Une boite en carton avec eau, gants, nourriture sèche longue conservation (5 ans), serviette coupe feu, couverture de survie, chaufferette, désinfectant, un sifflet, du gel anti-bactérien et masques filtrants.

Le casque est suspendu sous le bureau de chaque employé et la boîte blanche au même endroit (tiroir du bas, non fermé à clé) pour tout le monde.
A la maison, nous allons constituer un kit équivalent, avec une grande quantité d'eau en bouteille.
A propos de la secousse de vendredi, comme la presse l'a relayé, ces quelques mots pour vous rassurer ou vous informer.
Daphné et les filles étaient à la maison. Daphné a bien senti ce qu'elle décrit comme un roulis de l'immeuble, d'une bonne minute, pendant laquelle les bibelots ou les verres à touche touche sonnaient un peu. Les filles ne se sont rendues compte de rien du tout ! Daphné en a profité pour expliquer à Colombe que si la maitresse disait à l'école de se mettre sous la table, il fallait bien obéir. Colombe a répondu qu'un monsieur était déjà venu dans la classe pour expliquer tout ça.
De mon côté, j'étais loin de mon casque, parce que j'étais à Chiba, en banlieue est de Tokyo pour une réunion régionale dans des locaux de Kao avec une trentaine de personnes. Cela s'est passé de la manière suivante : le téléphone portable d'une bonne moitié des collègues s'est mis a émettre au même moment une sonnerie très spécifique, en pleine réunion. Un peu comme un sonar. L'interprète et mon voisin me disent "earthquake is coming". Tout le monde reste calme et assis, pas grand chose à faire. En effet, une vingtaine de secondes plus tard, l'immeuble commence à tanguer, de manière irrégulière et croissante. Chacun se regarde en essayant de juger et jauger l'importance de la secousse du jour..."3, 4, 5"... (ils sont forts, la bonne réponse était 4 pour la région de Tokyo). Un verre plein à ras bord sur la table aurait débordé, mais n'aurait pas bougé au point de se renverser par exemple. Certaines personnes tenaient le bord de leur table, la tête baissée pour pouvoir se mettre plus rapidement sous la table si c'était nécessaire. Cela a duré 1min 20, c'était long selon les collègues, suffisamment long pour que le préposé (celui qui a reçu la formation avancé) du bureau régional fasse ce qu'il faut faire dans ces moments là : ouvrir une porte pour réserver une issue de secours et sécuriser la pièce pour les chutes éventuelles d'objets (une enceinte sur un trépied a été allongée car elle aurait pu tomber)...et puis decrescendo cela disparait.

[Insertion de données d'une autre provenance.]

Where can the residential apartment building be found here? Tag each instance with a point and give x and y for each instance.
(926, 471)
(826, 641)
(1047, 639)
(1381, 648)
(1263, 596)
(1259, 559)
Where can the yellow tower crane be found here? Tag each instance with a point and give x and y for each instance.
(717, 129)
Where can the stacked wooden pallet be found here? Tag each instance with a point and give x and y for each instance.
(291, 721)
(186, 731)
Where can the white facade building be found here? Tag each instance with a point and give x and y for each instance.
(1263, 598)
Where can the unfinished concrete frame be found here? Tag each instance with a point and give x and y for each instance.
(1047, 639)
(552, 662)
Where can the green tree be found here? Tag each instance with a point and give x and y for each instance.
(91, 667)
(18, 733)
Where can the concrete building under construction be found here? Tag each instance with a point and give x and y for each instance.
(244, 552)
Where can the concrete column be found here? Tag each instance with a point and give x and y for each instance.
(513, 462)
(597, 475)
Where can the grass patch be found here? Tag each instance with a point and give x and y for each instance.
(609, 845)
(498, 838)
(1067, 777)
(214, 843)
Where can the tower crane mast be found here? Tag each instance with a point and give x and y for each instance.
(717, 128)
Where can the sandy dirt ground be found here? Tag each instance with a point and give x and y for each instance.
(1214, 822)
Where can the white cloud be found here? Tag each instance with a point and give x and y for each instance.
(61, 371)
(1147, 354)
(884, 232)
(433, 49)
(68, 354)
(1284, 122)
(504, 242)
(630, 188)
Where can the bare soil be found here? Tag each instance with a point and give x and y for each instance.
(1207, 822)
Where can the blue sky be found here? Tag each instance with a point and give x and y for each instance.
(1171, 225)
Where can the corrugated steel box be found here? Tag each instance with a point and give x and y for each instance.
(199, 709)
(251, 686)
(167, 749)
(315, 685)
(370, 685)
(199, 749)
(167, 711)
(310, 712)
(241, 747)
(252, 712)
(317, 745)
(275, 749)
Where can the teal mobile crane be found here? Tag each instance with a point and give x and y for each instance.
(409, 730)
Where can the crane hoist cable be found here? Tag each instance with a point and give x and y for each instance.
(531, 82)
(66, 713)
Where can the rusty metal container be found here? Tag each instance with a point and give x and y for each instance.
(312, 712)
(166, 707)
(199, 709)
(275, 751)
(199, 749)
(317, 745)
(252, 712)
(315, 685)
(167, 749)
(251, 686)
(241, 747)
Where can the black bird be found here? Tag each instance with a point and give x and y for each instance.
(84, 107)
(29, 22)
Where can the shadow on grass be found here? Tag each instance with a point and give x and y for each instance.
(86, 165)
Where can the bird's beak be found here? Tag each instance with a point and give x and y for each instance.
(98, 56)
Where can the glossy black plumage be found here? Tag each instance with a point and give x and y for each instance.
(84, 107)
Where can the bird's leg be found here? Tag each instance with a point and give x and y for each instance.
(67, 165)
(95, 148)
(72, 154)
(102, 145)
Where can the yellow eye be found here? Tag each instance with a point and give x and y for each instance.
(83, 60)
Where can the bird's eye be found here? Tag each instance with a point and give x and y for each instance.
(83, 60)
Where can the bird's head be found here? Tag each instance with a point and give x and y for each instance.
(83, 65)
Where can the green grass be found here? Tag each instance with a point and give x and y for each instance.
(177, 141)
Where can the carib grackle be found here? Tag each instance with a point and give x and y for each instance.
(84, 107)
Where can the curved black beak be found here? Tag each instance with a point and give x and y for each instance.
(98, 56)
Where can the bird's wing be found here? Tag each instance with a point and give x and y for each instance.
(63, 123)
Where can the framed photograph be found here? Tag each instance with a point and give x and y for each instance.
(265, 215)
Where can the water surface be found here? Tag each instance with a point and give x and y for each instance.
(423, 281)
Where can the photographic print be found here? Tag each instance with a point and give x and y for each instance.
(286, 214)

Dans la minute, la réunion avait repris et j'avais un message de Daphné disant que tout était OK. L'inertie aidant, l'immeuble a tangué pendant un bon moment après la fin des secousses. J'ai été une fois de plus impressionné, mais plus tellement surpris, par le calme, l'organisation et la résilience des Japonais présents dans la pièce. Cela fait partie de leur vie, ils l'ont intégré. Honnêtement, et je ne dis pas ça pour vous rassurer, c'est bien sur impressionnant, mais pas effrayant.
Les bâtiments que nous fréquentons (école, bureau, maison) sont très récents. Le quartier dans lequel nous vivons est l'un des moins sujet aux secousses ressenties car construit sur de la roche et légèrement surélevé.
On va juste faire attention à ne pas se prendre une poupée russe sur la tête si ça re-bouge un jour.
L'ambassade organise la semaine prochaine un séminaire pour avoir les bons gestes et les bonnes actions/réactions, avec je crois un passage en simulateur. Nous y assisterons.